= Frances Eivers =

New Zealand District Court judge

Frances Jean Eivers is a New Zealand District Court judge; she is Māori and is a member of the Ngāti Maniapoto iwi. In October 2021 she was appointed Children's Commissioner for New Zealand.

== Biography ==
Eivers was born and brought up in Te Teko in the eastern Bay of Plenty. She began her legal career in 1985, when she was admitted to the bar in the Auckland High Court. She has worked as a solicitor both in England and New Zealand, specialising in family law. In November 2000 she was appointed Counsel for the Child and in 2004 was appointed a Youth Advocate.
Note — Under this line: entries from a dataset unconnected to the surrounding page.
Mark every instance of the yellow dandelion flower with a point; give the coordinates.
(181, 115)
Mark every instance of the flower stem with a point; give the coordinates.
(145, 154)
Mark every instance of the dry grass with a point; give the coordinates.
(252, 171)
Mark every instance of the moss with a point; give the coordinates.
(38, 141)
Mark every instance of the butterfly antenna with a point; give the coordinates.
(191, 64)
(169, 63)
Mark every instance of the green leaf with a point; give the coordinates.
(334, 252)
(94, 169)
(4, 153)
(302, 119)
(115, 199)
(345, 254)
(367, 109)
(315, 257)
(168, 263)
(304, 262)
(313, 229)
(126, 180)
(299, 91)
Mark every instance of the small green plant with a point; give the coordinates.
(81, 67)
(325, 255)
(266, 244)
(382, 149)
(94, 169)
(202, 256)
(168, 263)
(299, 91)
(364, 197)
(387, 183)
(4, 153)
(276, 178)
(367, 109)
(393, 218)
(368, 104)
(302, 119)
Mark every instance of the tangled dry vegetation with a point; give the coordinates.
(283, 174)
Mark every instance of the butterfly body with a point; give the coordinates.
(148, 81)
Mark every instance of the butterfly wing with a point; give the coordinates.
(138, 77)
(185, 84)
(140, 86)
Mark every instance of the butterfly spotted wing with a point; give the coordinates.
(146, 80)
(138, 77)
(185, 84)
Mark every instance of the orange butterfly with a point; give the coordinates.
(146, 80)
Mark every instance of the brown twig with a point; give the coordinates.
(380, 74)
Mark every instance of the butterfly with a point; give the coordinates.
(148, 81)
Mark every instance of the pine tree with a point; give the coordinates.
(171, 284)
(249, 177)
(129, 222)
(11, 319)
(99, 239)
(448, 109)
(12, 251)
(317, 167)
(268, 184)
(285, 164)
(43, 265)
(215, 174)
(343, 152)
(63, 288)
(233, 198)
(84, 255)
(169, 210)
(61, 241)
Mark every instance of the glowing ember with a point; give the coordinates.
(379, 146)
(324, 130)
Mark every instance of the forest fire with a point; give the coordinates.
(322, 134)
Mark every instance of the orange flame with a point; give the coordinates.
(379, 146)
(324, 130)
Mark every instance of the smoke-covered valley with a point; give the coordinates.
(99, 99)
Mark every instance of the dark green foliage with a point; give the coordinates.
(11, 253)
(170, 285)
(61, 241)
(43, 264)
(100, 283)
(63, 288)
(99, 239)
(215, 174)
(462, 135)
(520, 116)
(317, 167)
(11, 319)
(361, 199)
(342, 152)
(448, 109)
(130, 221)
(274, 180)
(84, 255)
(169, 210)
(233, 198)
Eivers was appointed a District Court judge with a Family Court warrant in 2009. She was sworn in as a judge at a ceremony held at her home marae, Te Teko's Kokohinau Marae. In addition, she has presided over Rangatahi Courts, which hear cases involving young Māori people.

Eivers was a founding member of Te Huinga Roia (Māori Law Society) and serves as a mentor to law students at the University of Auckland Law School.

In October 2021 she was appointed Children's Commissioner. Eivers served in that role until the Children's Commissioner was replaced by the Children and Young People's Commission in July 2023. She subsequently served as the first Chief Children's Commissioner in the Commission until 31 October 2023.